While the fish and I were at the store, he started floating on his side in his little container. I was so scared, I thought he was dying. I rushed home with everything, put the BettaSpa in his water and setup the filter. After a little while, he seemed to go from floating on his side 90% of the time, to floating on his side maybe 80%. I began to hope that _maybe_ he wasn't going to die.

Over the length of three days, he started to get better. On the third day, he was swimming around, almost like normal. Occasionally would float back on his side, but at least I knew he wasn't going to die.


----------



## mmkubo (Jan 26, 2016)

Now, in 2016, he is happy as a clam. A few weeks ago we tried to add a frog. Slick seemed ok with it - very curious - but the frog didn't like this strange fish getting to close. That was the end of that. Fortunately neither fish nor frog were damaged in any way. Frog bit fish, but fish didn't have any visible injury. We returned frog, and found out later that a larger tank is necessary to try something like that.
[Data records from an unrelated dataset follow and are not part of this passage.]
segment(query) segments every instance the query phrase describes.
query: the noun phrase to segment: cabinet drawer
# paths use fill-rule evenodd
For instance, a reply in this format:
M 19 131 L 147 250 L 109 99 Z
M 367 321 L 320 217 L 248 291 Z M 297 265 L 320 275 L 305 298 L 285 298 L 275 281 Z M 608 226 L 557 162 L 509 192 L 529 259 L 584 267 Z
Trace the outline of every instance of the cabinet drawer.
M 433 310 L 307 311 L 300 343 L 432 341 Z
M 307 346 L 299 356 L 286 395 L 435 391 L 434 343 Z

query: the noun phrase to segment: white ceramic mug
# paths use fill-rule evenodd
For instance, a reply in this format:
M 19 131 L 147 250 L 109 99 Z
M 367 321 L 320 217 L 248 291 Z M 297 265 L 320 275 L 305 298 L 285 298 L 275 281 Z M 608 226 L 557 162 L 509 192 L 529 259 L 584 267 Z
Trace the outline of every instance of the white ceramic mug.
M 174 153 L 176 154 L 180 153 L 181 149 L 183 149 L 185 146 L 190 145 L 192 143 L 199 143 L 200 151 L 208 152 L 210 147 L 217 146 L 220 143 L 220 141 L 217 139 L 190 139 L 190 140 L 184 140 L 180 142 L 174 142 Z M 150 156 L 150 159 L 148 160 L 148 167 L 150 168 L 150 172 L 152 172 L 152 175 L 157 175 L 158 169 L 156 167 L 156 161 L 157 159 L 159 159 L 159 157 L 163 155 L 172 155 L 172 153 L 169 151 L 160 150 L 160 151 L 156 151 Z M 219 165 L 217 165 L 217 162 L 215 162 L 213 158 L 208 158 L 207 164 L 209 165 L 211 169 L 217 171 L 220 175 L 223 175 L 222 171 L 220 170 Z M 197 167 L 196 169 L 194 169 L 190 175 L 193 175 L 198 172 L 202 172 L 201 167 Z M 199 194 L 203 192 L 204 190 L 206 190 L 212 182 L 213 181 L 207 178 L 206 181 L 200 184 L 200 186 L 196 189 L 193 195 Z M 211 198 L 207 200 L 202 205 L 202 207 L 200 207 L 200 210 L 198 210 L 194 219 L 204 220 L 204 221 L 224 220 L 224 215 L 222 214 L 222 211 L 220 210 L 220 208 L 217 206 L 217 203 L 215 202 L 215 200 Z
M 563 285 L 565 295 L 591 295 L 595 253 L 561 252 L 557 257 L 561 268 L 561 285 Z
On the same day that we got the frog, we also got a floating plant (on the house because it was small). Since then, the sides of the tank get dirty faster, and we have been thinking of maybe getting a snail. Since it wasn't fish who initiated attack with the frog incident, we hoped that a snail would be better. As long as fish didn't attack snail, everything should be fine.

Today I went back to the store and got a mystery snail. After getting back home, I read a reply to my question on this forum about snails, and found out that 5 gallons is the minimum size tank for pretty much any tank mates when it comes to Bettas. I also read that even with meeting the minimum size, the tank still has to be heavily planted, so I got some plants. I realized that once I put live plants into the tank, I might be adding stray snails as well. I decided to get an assassin snail to take care of those, thinking that since the mystery snails are much bigger than the assassin snails, everything would be peachy.

Found out later that this can be true - if I'm lucky. Well, too late now, I already bought everything. I set up the new tank, and put my tank residents inside. So far, everyone is still alive, and doesn't seem overly interested or afraid of anything. However, I can't find my assassin snail. I'm sure he'll turn up. I think I got lucky this time, and I hope it lasts.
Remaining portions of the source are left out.